China races against radiation-triggered salt rush

2011-03-18 13:22:59 GMT2011-03-18 21:22:59(Beijing Time)  Xinhua English

BEIJING, March 18 (Xinhua) -- "If you have run out of salt, borrow it from your neighbor; if you have enough salt for another week, hoarding is unnecessary."

This was what the announcement said from China National Salt Industry Corp. (China Salt), which is the country's largest salt supplier. China Salt released the statement through its microblog as people engaged in panic buying of salt due to radiation fears from a Japanese nuclear power plant.

Starting on Thursday, worried shoppers rushed to purchase salt, thereby emptying supermarket shelves in Zhejiang, Guangdong, Jiangxi, Guizhou, Sichuan, Jiangsu and Hubei provinces, as well as the municipalities of Beijing and Chongqing.

After supplies were replenished overnight, reporters still were not able to find salt on Friday noon at a three-tiered shelf at a Walmart supermarket near Xuanwumen in downtown Beijing.

On condition of anonymity, a staff member told Xinhua, that customers stood in line earlier in the morning to buy salt, with each customer being limited to two bags.

"The salt was sold out quickly," he said.

The employee further said that the supermarket had contacted the manufacturer and would receive more supplies soon.

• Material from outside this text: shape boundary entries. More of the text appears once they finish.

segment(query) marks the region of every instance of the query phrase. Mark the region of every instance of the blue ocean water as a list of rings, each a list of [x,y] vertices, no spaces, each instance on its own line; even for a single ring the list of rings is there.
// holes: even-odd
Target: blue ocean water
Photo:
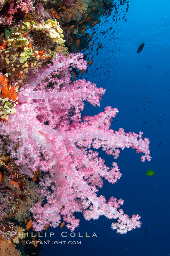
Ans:
[[[149,139],[152,152],[149,162],[142,162],[141,155],[131,149],[121,150],[116,161],[99,153],[106,165],[116,161],[122,176],[114,185],[105,181],[98,195],[107,200],[112,196],[122,198],[125,213],[130,217],[139,214],[142,226],[119,235],[111,228],[113,220],[102,216],[87,221],[81,214],[76,214],[80,223],[72,234],[75,236],[70,236],[65,226],[61,230],[49,228],[48,239],[58,244],[43,245],[40,255],[170,255],[170,2],[130,0],[129,5],[126,22],[121,19],[115,24],[111,15],[108,21],[104,23],[106,19],[102,19],[95,28],[103,32],[113,26],[106,35],[95,34],[93,52],[99,42],[103,48],[94,55],[93,64],[83,78],[106,88],[106,92],[99,108],[87,104],[83,114],[93,116],[111,105],[118,109],[119,116],[114,118],[112,129],[142,131],[143,137]],[[137,54],[143,42],[144,48]],[[155,174],[145,175],[148,170]],[[51,238],[50,232],[54,233]],[[62,236],[62,232],[67,236]],[[84,237],[86,232],[90,237]],[[97,237],[92,237],[94,233]],[[79,233],[82,237],[79,237]]]

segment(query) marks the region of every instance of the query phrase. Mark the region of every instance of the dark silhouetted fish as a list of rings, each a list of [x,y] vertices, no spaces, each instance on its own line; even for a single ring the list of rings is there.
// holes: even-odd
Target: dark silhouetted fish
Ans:
[[[138,50],[137,51],[137,53],[139,53],[139,52],[140,52],[143,49],[143,47],[144,46],[144,45],[145,44],[144,43],[144,42],[142,43],[142,45],[140,45],[139,46],[139,48],[138,49]]]
[[[148,68],[149,68],[149,69],[152,69],[152,68],[151,67],[150,67],[150,66],[147,66],[147,65],[146,65],[146,66]]]

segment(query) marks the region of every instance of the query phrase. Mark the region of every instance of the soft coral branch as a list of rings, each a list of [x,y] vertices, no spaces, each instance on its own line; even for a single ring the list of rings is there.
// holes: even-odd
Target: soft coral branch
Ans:
[[[38,202],[31,209],[36,220],[33,224],[36,230],[43,230],[47,224],[57,226],[62,216],[73,231],[79,221],[74,213],[80,211],[87,220],[102,215],[118,219],[112,227],[124,233],[140,227],[140,217],[133,215],[130,218],[122,209],[118,211],[123,202],[121,199],[111,198],[107,203],[103,196],[97,197],[102,178],[114,184],[121,174],[116,163],[113,162],[111,168],[106,166],[92,149],[101,147],[116,159],[120,148],[131,147],[144,154],[142,161],[146,158],[150,161],[150,142],[142,139],[141,132],[110,129],[118,112],[116,108],[106,107],[104,112],[82,120],[84,101],[99,106],[105,91],[84,80],[71,83],[70,65],[85,69],[86,62],[82,58],[81,54],[70,55],[68,58],[60,55],[53,66],[40,70],[19,93],[22,104],[16,107],[16,113],[9,117],[5,127],[1,126],[1,133],[11,142],[18,141],[16,150],[12,143],[8,150],[9,147],[21,172],[32,176],[38,167],[46,173],[41,180],[43,189],[39,192],[46,197],[47,202],[42,206]]]

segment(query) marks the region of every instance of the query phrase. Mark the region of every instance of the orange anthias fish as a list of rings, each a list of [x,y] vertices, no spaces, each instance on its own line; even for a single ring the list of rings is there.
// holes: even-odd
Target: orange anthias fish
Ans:
[[[62,222],[61,225],[60,225],[60,229],[61,229],[64,226],[65,226],[65,223],[64,221],[63,221],[63,222]]]
[[[71,18],[71,17],[72,17],[72,15],[73,15],[73,14],[71,13],[70,14],[70,15],[69,15],[68,17],[67,17],[67,19],[70,19],[70,18]]]
[[[27,230],[28,230],[28,231],[29,231],[28,229],[30,229],[31,227],[32,227],[32,220],[29,220],[28,222],[27,222],[27,224],[26,225],[26,229]]]

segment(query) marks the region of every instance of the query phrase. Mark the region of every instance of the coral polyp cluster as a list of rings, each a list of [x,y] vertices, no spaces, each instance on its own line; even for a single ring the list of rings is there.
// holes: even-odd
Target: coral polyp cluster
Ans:
[[[34,242],[36,232],[43,233],[61,222],[61,227],[65,222],[73,231],[79,224],[74,216],[77,211],[88,220],[102,215],[118,219],[112,227],[121,234],[140,227],[138,215],[130,218],[118,210],[121,199],[112,197],[107,202],[104,196],[97,196],[103,180],[114,184],[121,174],[116,163],[107,167],[96,150],[101,148],[116,159],[119,148],[131,147],[144,154],[142,161],[150,161],[149,141],[142,138],[142,133],[110,129],[116,108],[106,107],[94,117],[82,118],[85,101],[99,106],[105,90],[78,79],[93,64],[89,55],[95,46],[95,34],[99,36],[97,40],[103,33],[99,30],[102,19],[107,21],[112,12],[116,23],[118,9],[126,3],[127,11],[128,2],[1,1],[2,256],[20,256],[21,251],[27,254],[26,233],[30,230]],[[97,50],[102,49],[100,41],[98,45]],[[85,51],[84,56],[79,53]],[[38,251],[38,245],[30,248],[30,253],[35,248]]]

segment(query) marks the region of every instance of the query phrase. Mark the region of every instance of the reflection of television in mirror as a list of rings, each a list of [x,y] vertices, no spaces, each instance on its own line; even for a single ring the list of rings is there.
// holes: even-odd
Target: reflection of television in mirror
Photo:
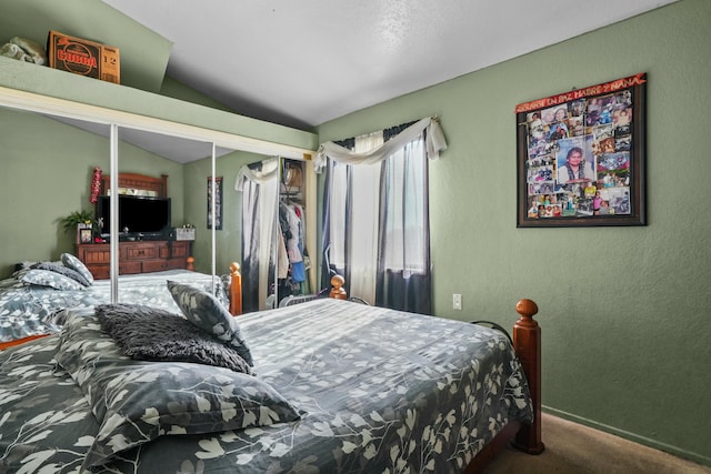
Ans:
[[[101,236],[111,232],[111,199],[99,196],[97,220]],[[119,194],[119,236],[128,239],[167,239],[171,229],[170,198]]]

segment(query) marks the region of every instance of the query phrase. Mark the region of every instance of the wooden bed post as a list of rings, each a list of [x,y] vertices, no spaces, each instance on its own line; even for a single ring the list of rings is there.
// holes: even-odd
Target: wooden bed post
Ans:
[[[533,423],[522,424],[513,446],[528,454],[540,454],[545,446],[541,441],[541,327],[533,320],[538,305],[531,300],[521,300],[515,305],[521,317],[513,325],[513,349],[529,382],[533,403]]]
[[[240,264],[232,262],[230,264],[230,314],[237,316],[242,314],[242,275],[240,274]]]
[[[329,297],[334,297],[337,300],[348,300],[348,294],[346,294],[346,290],[343,289],[343,284],[346,283],[346,279],[341,275],[333,275],[331,278],[331,292],[329,293]]]

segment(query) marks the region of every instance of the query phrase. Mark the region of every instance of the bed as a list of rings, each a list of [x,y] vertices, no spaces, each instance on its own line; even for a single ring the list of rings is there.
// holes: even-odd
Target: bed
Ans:
[[[171,294],[188,319],[196,294],[214,300]],[[522,357],[495,329],[341,299],[200,307],[250,374],[130,359],[92,309],[0,353],[0,472],[475,473],[514,435],[543,448],[533,302],[517,306]]]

Meanwhile, the price would remain the same, he noted.

Walmart's ample supply came through the emergency response mechanism of China Salt, which is in charge of the country's salt production and sales.

The salt company also provides 24-hour production and delivery.

From Thursday to Friday morning, the company's Beijing branch has released over 2,900 tons of salts to area stores, 15 times the normal supply, according to the company's website.

The company's Shanghai branch also worked overnight to satisfy the needs of consumers.

China Salt announced in a statement on Thursday that it had ample salt reserves to meet the demand and that panic buying and hoarding is unnecessary.

The National Development and Reform Commission, China's top economic planner, announced on Thursday, through an urgent notice, that local price control authorities should counter rumors about shortages of daily necessities and hoarding of such goods.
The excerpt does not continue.